Herşeyden önce DIN evrenseldir. Sadece yeryüzüne, yani yaşadığımız dünyaya mahsus bir şey değildir. Hep birlikte BARIŞ’a girmemiz emrediliyor ise, bunu nasıl sağlayacağız? Kainattaki başka topluluklar da Allah’ın Dini içerisindedirer ve onların da Barışa dahil olmaları gerekir.
“Ve ennâ le mesnes semâe fe vecednâhâ muliet haresen şedîden ve şuhubâ”
“Ve ennâ kunnâ nak’udu minhâ mekâıde lis sem’i fe men yestemiıl âne yecid lehu şihâben rasadâ” (cin 8-9)
Cinlerin yaptığı bilgi hırsızlığının engellendiğini anlıyoruz bu ayetlerde. Anlaşılan başka bir şey daha vardır: Bu eylem kural dışı idi ve onların da normal sisteme katılmaları gerekli idi. Bu sebeple de engellendi.
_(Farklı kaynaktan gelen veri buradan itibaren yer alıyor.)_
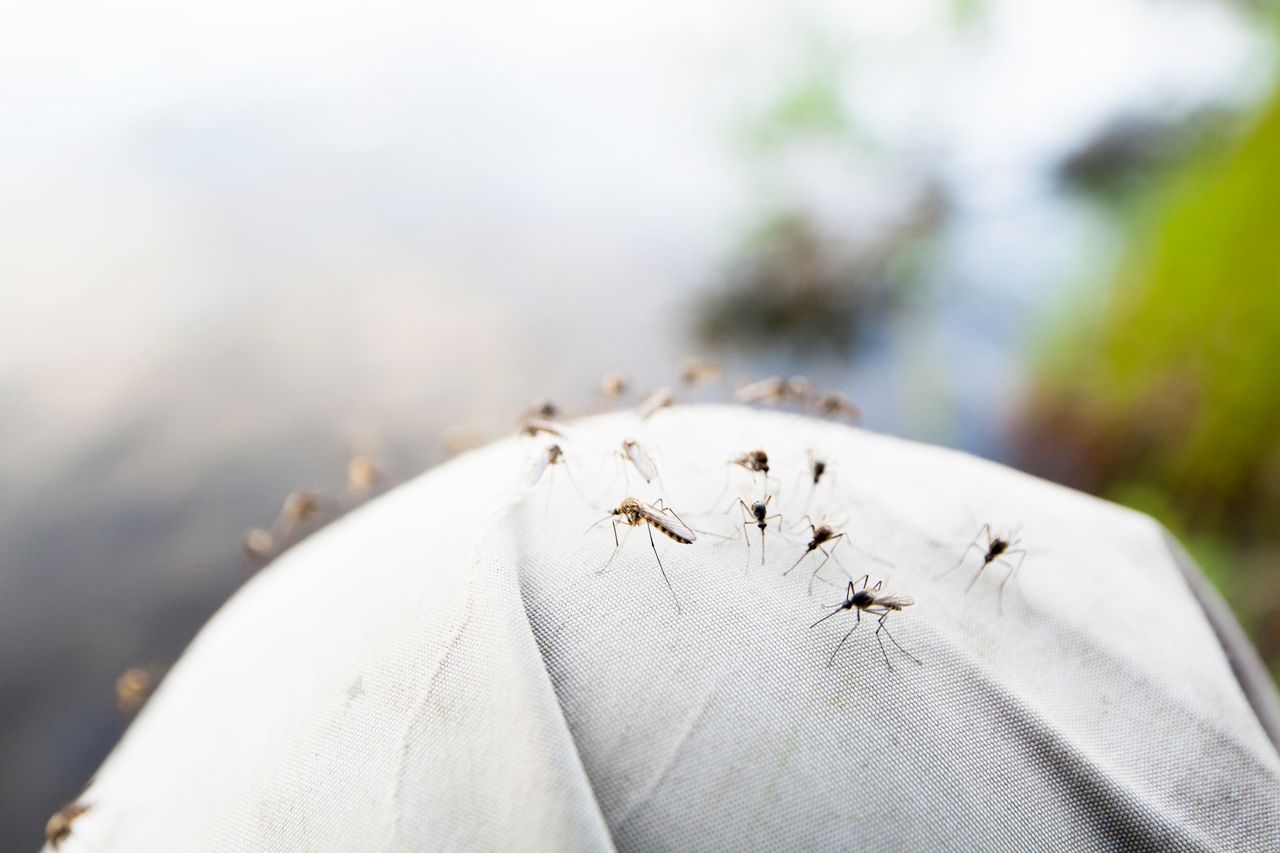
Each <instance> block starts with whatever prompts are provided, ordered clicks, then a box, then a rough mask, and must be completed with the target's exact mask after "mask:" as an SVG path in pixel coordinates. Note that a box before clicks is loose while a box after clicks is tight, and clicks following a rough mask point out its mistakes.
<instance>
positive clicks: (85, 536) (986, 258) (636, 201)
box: [0, 0, 1280, 849]
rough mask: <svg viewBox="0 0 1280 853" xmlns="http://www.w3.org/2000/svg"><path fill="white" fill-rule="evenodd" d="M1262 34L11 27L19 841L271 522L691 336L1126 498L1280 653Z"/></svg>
mask: <svg viewBox="0 0 1280 853" xmlns="http://www.w3.org/2000/svg"><path fill="white" fill-rule="evenodd" d="M1274 33H1275V22H1274V10H1272V8H1271V6H1270V5H1257V4H1238V3H1228V1H1226V0H1180V1H1176V3H1169V1H1162V0H1110V1H1107V3H1102V1H1101V0H1089V1H1085V3H1065V1H1048V0H1044V1H1042V3H1032V4H1028V3H1016V1H1014V0H1007V1H1004V3H984V1H980V0H979V1H973V0H932V1H923V0H920V1H909V3H902V4H892V6H883V5H879V6H869V8H867V9H847V8H844V6H841V5H837V4H823V3H805V4H800V5H792V4H787V5H785V4H781V3H780V4H764V5H762V6H753V8H751V9H742V8H741V6H739V5H733V4H713V6H712V8H709V9H707V10H703V12H691V10H689V9H685V8H684V6H678V5H675V4H671V5H668V4H663V3H658V4H653V3H646V4H626V5H618V6H611V8H609V9H600V8H598V6H595V5H590V4H573V3H566V4H562V5H558V6H556V8H554V9H531V8H530V9H526V8H520V6H506V5H504V6H494V8H488V6H485V5H483V4H481V5H479V6H476V5H467V6H445V5H433V4H429V5H425V6H416V8H407V6H402V5H399V4H383V3H372V4H364V5H361V6H360V8H357V6H355V5H349V4H348V5H343V4H338V5H334V6H325V8H323V9H321V8H312V6H305V5H300V4H291V3H283V4H266V5H262V4H239V3H232V4H229V5H228V4H223V5H218V6H209V8H205V9H182V10H177V9H172V8H169V6H166V5H164V4H159V3H151V1H146V0H143V1H138V3H133V4H131V5H129V6H128V8H114V6H113V8H111V9H105V8H99V6H93V5H90V4H82V5H81V6H78V8H77V9H76V10H68V9H52V8H41V6H31V8H27V9H24V10H22V12H19V13H17V17H15V19H14V20H13V22H12V26H9V27H6V28H5V31H4V32H0V104H3V105H4V110H3V111H0V127H3V131H4V132H3V133H0V175H3V181H4V188H5V192H4V193H0V229H3V231H0V233H4V234H5V237H4V240H3V241H0V414H3V418H0V848H3V849H33V848H35V847H36V845H37V844H38V841H40V833H41V827H42V826H44V822H45V820H46V818H47V817H49V816H50V815H51V813H52V812H54V809H56V808H58V807H59V806H61V804H63V803H64V802H67V800H69V799H70V798H73V797H74V795H76V794H77V792H79V790H81V789H82V788H83V785H84V783H86V781H87V780H88V776H90V775H91V774H92V771H93V768H95V767H96V766H97V765H99V763H100V762H101V760H102V758H104V757H105V756H106V753H108V752H109V751H110V748H111V747H113V744H114V743H115V742H116V740H118V738H119V736H120V734H122V731H123V730H124V727H125V726H127V724H128V720H129V717H131V715H133V713H134V712H136V711H137V708H138V707H140V706H141V703H142V702H145V698H146V695H147V694H148V693H150V690H151V689H152V688H154V685H155V683H156V681H157V680H159V679H161V678H163V675H164V671H165V670H166V667H168V666H169V665H170V663H172V662H173V661H174V660H175V658H177V657H178V654H179V653H180V652H182V648H183V647H184V646H186V644H187V643H188V642H189V639H191V638H192V637H193V635H195V633H196V630H197V629H198V628H200V625H201V624H202V622H204V621H205V620H206V619H207V617H209V615H210V613H211V612H212V611H214V610H216V608H218V606H219V605H221V603H223V602H224V601H225V599H227V598H228V596H230V594H232V593H233V592H234V590H236V589H237V588H238V587H239V585H241V584H243V583H244V581H246V579H248V578H250V576H252V574H253V573H255V571H257V570H259V569H260V567H261V565H262V564H264V561H265V560H268V558H269V557H270V556H271V555H273V553H275V552H276V551H278V549H279V548H283V547H288V546H289V544H291V543H293V542H296V540H298V539H300V538H302V537H305V535H306V534H307V533H310V532H311V530H315V529H316V528H319V526H321V525H323V524H326V523H328V521H332V520H333V519H334V517H338V516H340V515H342V514H343V512H346V511H348V510H351V508H352V507H356V506H358V505H360V503H361V502H364V501H365V500H367V498H369V497H371V496H376V493H379V492H380V491H383V489H385V488H392V487H394V484H396V483H398V482H403V480H406V479H408V478H411V476H413V475H416V474H417V473H420V471H421V470H424V469H425V467H428V466H430V465H433V464H435V462H438V461H440V460H443V459H445V457H447V456H448V455H449V453H451V452H453V451H456V450H460V448H462V447H466V446H470V444H474V443H476V442H480V441H485V439H488V438H493V437H498V435H502V434H508V433H512V432H515V429H516V424H517V420H518V418H520V415H521V412H522V411H525V410H526V407H529V405H530V403H531V402H532V401H535V400H541V398H547V397H549V398H552V400H554V401H556V402H557V403H559V406H561V407H562V409H564V410H566V411H567V412H570V414H582V412H590V411H595V410H598V409H599V406H600V380H602V377H603V375H604V374H605V373H607V371H609V370H621V371H623V373H625V374H626V375H627V377H628V379H630V386H631V387H632V391H630V392H628V396H627V397H626V398H625V401H626V402H631V403H634V402H636V401H639V400H640V398H641V397H643V394H644V391H646V389H653V388H657V387H660V386H672V387H676V386H677V383H676V377H677V369H678V365H680V364H681V361H682V359H685V357H686V356H690V355H703V356H708V357H710V359H713V360H716V361H717V362H719V364H721V365H723V368H724V379H723V384H722V386H721V389H719V391H703V392H700V396H698V397H696V398H724V400H727V398H731V397H732V393H731V388H732V387H733V384H735V383H737V382H741V380H745V379H758V378H762V377H772V375H795V374H804V375H805V377H808V378H809V379H810V380H812V382H813V383H814V386H815V387H818V388H822V389H827V391H832V392H838V393H841V394H845V396H847V397H849V398H850V400H852V401H854V402H855V403H858V406H859V407H860V409H861V411H863V423H864V425H865V427H868V428H870V429H877V430H883V432H890V433H895V434H901V435H906V437H910V438H918V439H922V441H931V442H936V443H942V444H947V446H952V447H959V448H963V450H968V451H972V452H975V453H980V455H984V456H988V457H992V459H997V460H1001V461H1005V462H1009V464H1014V465H1018V466H1021V467H1024V469H1027V470H1030V471H1034V473H1038V474H1042V475H1046V476H1050V478H1053V479H1056V480H1060V482H1062V483H1068V484H1071V485H1075V487H1078V488H1084V489H1088V491H1091V492H1094V493H1098V494H1102V496H1105V497H1108V498H1112V500H1116V501H1120V502H1123V503H1128V505H1130V506H1135V507H1138V508H1140V510H1143V511H1147V512H1151V514H1153V515H1155V516H1156V517H1158V519H1160V520H1162V521H1164V523H1165V524H1166V525H1169V526H1170V528H1171V529H1172V530H1174V532H1175V533H1176V534H1178V535H1179V537H1181V538H1183V539H1184V542H1187V543H1188V544H1189V547H1190V548H1192V551H1193V552H1194V555H1196V556H1197V558H1198V560H1199V561H1201V562H1202V565H1203V566H1204V569H1206V571H1207V573H1208V574H1210V576H1211V578H1212V579H1213V581H1215V583H1216V584H1217V585H1219V588H1220V589H1221V590H1222V592H1224V593H1225V594H1226V597H1228V599H1229V601H1230V602H1231V603H1233V606H1234V607H1235V608H1236V612H1238V613H1239V616H1240V619H1242V621H1243V622H1244V624H1245V626H1247V628H1248V629H1249V631H1251V633H1252V635H1253V637H1254V639H1256V642H1257V643H1258V647H1260V649H1261V651H1262V653H1263V656H1265V657H1266V660H1267V661H1268V663H1270V665H1271V667H1272V671H1276V672H1280V580H1277V578H1280V574H1277V573H1276V571H1275V566H1276V561H1277V556H1280V525H1276V524H1275V519H1276V517H1277V512H1280V387H1277V384H1280V370H1277V368H1276V365H1277V364H1280V280H1277V277H1280V257H1277V256H1276V255H1277V252H1280V240H1276V231H1277V228H1280V192H1277V190H1280V187H1277V186H1276V183H1277V182H1280V177H1277V175H1280V169H1277V167H1280V101H1276V99H1275V96H1274V92H1275V72H1276V69H1275V61H1276V51H1275V41H1274ZM357 459H358V460H366V461H367V464H369V465H371V467H367V469H361V467H360V465H355V466H353V464H352V460H357ZM291 494H293V496H294V497H293V498H291V500H289V501H287V496H291ZM311 497H314V498H315V500H314V501H311ZM253 528H257V529H260V533H261V534H262V535H261V537H257V538H251V539H250V540H248V543H246V539H244V535H246V532H247V530H250V529H253ZM264 537H265V538H264ZM246 544H247V546H248V547H247V548H246Z"/></svg>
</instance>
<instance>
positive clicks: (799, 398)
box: [782, 377, 817, 406]
mask: <svg viewBox="0 0 1280 853" xmlns="http://www.w3.org/2000/svg"><path fill="white" fill-rule="evenodd" d="M815 393H817V391H815V388H814V387H813V380H810V379H809V378H808V377H791V378H790V379H787V380H786V382H783V383H782V398H783V400H790V401H791V402H794V403H797V405H800V406H804V405H806V403H809V402H810V401H812V400H813V397H814V394H815Z"/></svg>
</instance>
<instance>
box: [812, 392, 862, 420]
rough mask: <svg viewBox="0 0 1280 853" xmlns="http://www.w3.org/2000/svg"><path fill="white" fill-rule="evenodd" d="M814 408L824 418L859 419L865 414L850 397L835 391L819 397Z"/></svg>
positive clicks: (815, 401) (818, 413)
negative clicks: (850, 398)
mask: <svg viewBox="0 0 1280 853" xmlns="http://www.w3.org/2000/svg"><path fill="white" fill-rule="evenodd" d="M814 409H815V410H817V411H818V414H819V415H822V416H824V418H837V419H840V418H844V419H849V420H858V419H859V418H861V416H863V410H861V409H859V407H858V406H855V405H854V403H852V402H850V400H849V397H846V396H845V394H842V393H838V392H835V391H832V392H828V393H824V394H822V396H820V397H818V400H817V401H815V402H814Z"/></svg>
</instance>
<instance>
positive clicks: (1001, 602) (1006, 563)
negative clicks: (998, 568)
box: [996, 551, 1027, 615]
mask: <svg viewBox="0 0 1280 853" xmlns="http://www.w3.org/2000/svg"><path fill="white" fill-rule="evenodd" d="M1010 553H1016V555H1019V557H1018V562H1016V564H1012V562H1009V561H1007V560H1001V561H1000V562H1002V564H1005V565H1006V566H1009V574H1007V575H1005V579H1004V580H1001V581H1000V594H998V596H997V598H996V601H997V602H998V605H1000V613H1001V615H1004V612H1005V585H1006V584H1009V579H1010V578H1012V576H1014V573H1015V571H1018V570H1019V569H1021V566H1023V560H1025V558H1027V552H1025V551H1006V552H1005V555H1006V556H1007V555H1010Z"/></svg>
Bu önemli bir bilgi olarak karşımıza çıkmaktadır SLT kavramını incelerken.
- Ordunun sevki ile salat kavramı karıştırılmamalıdır.
- Kim buyurmuş bunu, söylediğin her cümle bir delile dayanmalıdır. Namazın orduyu sevki ile ilişkisi yoktur cümlesi nereden çıkmış? Namaz askeri bir talimdir. Bugünkü ordu eğitimi namazdan alınmıştır.
Nisa 102. Ayet ile ilgili söylediklerim yanlış anlaşılmış olmalı. Benim söylediğim şey: bu ayet, SLT’ı değil, SLT da dahil olmak üzere ordunun sevk ve idare şeklini anlatmaktadır. Bu haliyle bile bir istisnayı ortaya koyar. Burada tarif edilen SLT geçicidir, kalıcı değildir. Ancak Resulullah’a atfen yapılan açıklama ise Ordunun sevk ve idaresine ilişkin bir açıklamadır. Bu sebeple ordunun sevk ve idaresi ile SLT kavramı karıştırılmamalıdır.
Namaz’ın insan hayatını disipline ettiği algısı geleneksel formda uygulanmaya çalışılan bir algıdır. Bunun SLT kavramı ile ilgisi yoktur. Belki sonuçlarından bir tanesi olarak değerlendirilebilir ancak bütün içinde büyük bir yer işgal etmez. Benim kanaatim, ordunun eğitimi namazdan değil, namaz askeri talimden hareketle tarif edilmeye çalışılmıştır.